Communs, commun. Dans les conceptions économiques, le commun c’est la propriété. Dans les conceptions idéologiques, le public et le privé constituent les deux pôles de l’activité économique et sociale. A la fin du 20ème siècle, le tiers secteur rejoint la chose publique et sort de la marge. Le clivage n’est plus entre « plus d’Etat » et « plus de marché ». Qu’est-ce qu’un bien commun ? Ce sont des ressources gérées collectivement par une communauté ; avec des règles et une gouvernance pour la préserver. Les communs sont partout, des logiciels libres aux jardins partagés, des AMAP aux épiceries coopératives, de la cartographie à l’énergie renouvelable, dans l’encyclopédie libre wikipédia.

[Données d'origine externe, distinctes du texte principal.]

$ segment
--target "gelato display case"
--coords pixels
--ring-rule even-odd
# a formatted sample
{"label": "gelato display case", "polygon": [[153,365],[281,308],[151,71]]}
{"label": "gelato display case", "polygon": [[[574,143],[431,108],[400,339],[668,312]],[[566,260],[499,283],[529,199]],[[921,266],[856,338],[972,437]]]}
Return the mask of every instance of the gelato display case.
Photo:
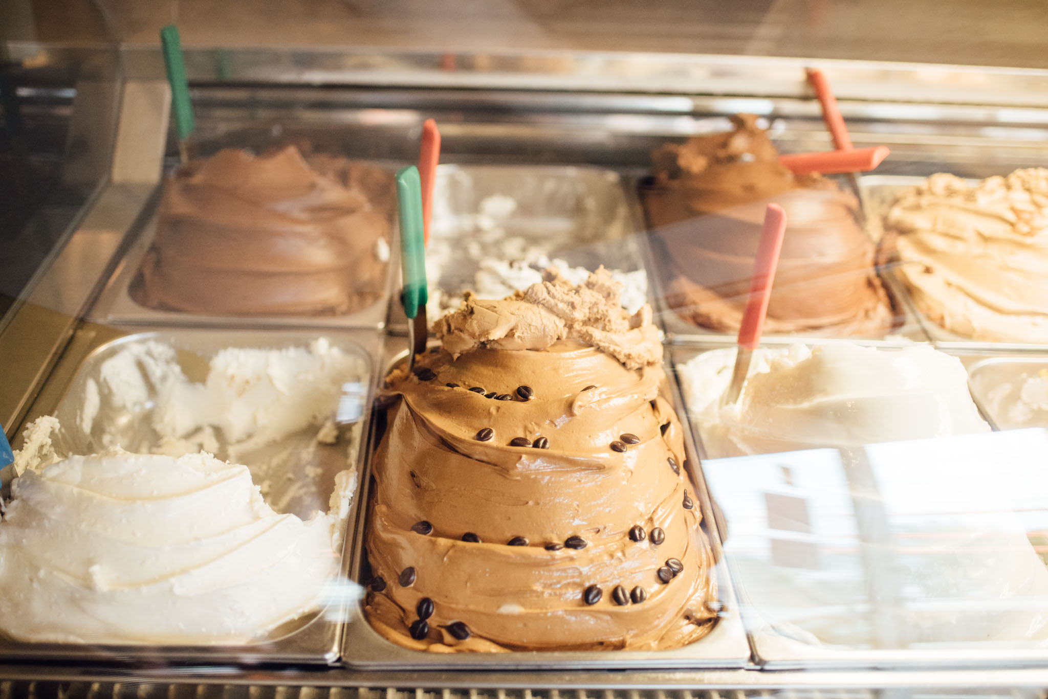
{"label": "gelato display case", "polygon": [[6,50],[0,694],[1042,696],[1048,71]]}

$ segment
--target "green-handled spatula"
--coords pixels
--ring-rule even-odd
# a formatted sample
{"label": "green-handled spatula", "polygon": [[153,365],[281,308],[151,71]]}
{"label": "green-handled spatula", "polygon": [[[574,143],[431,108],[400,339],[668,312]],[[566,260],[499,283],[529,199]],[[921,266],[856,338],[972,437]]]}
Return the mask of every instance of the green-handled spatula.
{"label": "green-handled spatula", "polygon": [[408,342],[411,358],[408,368],[415,367],[415,355],[425,352],[429,324],[425,322],[425,246],[422,238],[422,184],[418,168],[409,166],[396,173],[396,199],[400,214],[400,272],[403,289],[400,301],[408,316]]}

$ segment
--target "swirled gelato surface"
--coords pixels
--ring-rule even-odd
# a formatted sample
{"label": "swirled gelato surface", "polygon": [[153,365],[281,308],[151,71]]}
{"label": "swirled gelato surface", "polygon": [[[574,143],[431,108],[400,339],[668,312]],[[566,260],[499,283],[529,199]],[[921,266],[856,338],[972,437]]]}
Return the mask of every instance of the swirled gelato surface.
{"label": "swirled gelato surface", "polygon": [[1048,343],[1048,169],[977,184],[932,175],[899,196],[886,231],[934,322],[974,340]]}
{"label": "swirled gelato surface", "polygon": [[347,478],[330,512],[303,521],[275,512],[245,466],[204,453],[38,463],[15,480],[0,523],[0,630],[27,641],[248,641],[321,606]]}
{"label": "swirled gelato surface", "polygon": [[393,180],[294,146],[224,149],[168,178],[132,296],[203,314],[359,310],[386,283]]}
{"label": "swirled gelato surface", "polygon": [[628,316],[609,282],[602,269],[467,299],[437,325],[440,351],[388,377],[367,532],[367,612],[386,637],[661,649],[712,628],[712,553],[661,347],[616,358],[646,344],[650,310]]}
{"label": "swirled gelato surface", "polygon": [[794,176],[756,116],[733,121],[733,131],[653,153],[643,203],[668,254],[670,306],[696,325],[736,332],[765,210],[777,203],[787,228],[765,331],[888,332],[893,311],[855,198],[820,175]]}
{"label": "swirled gelato surface", "polygon": [[678,367],[709,458],[988,432],[960,359],[926,345],[762,348],[735,403],[721,406],[735,348]]}

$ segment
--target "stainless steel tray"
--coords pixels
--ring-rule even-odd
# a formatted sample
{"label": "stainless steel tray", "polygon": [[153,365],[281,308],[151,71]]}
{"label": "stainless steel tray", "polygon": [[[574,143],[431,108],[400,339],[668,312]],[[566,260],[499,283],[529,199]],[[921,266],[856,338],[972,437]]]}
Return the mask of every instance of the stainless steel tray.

On peut définir les biens communs comme la recherche par une communauté des réponses à un problème par la recherche des solutions au bénéfice de l’ensemble de ses membres. Benjamin Coriat propose un renouveau des communs avec les communs de la connaissance. Ils combinent une visée universaliste avec l’accès local démocratique en réponse au mal être au travail et à la recherche de sens.

Le commun anticipe-t-il un nouveau mode de production ? Il traduit des forts besoins de ressourcements de temps collectif, des nouvelles formes. Il se concrétise par les communautés dans le monde 2.0 ; les groupes dans les quartiers qui suppléent les formes associatives. Le commun est le contraire du modèle de l’entreprise, renvoie à d’autres objectifs ; le sens, la durabilité, la gouvernance partagée, s’opposent aux profits rapides et à la rentabilité immédiate. A l’exemple de certains tiers-lieux.

Les débats au sein des collectivités locales butent sur la ré-articulation entre l’individuel et le collectif. Le commun est-il une gratuité ? En 1945, déjà, le Conseil National de la Résistance avait défini la gratuité comme un facteur d’émancipation.

De nouveaux communs sont en gestation. La pandémie a souligné l’importance des rapports entre temps et espace.

C’est le local qui a répondu aux blocages de la pandémie et qui a permis la redécouverte des métiers essentiels et la prise en charge associative des urgences. La pandémie a accentué la dé-crédibilisation des pays occidentaux, la remise en cause d’une action publique à courte vue, la perte de crédit de l’Etat, la perte de confiance dans l’ordre spontané des marchés.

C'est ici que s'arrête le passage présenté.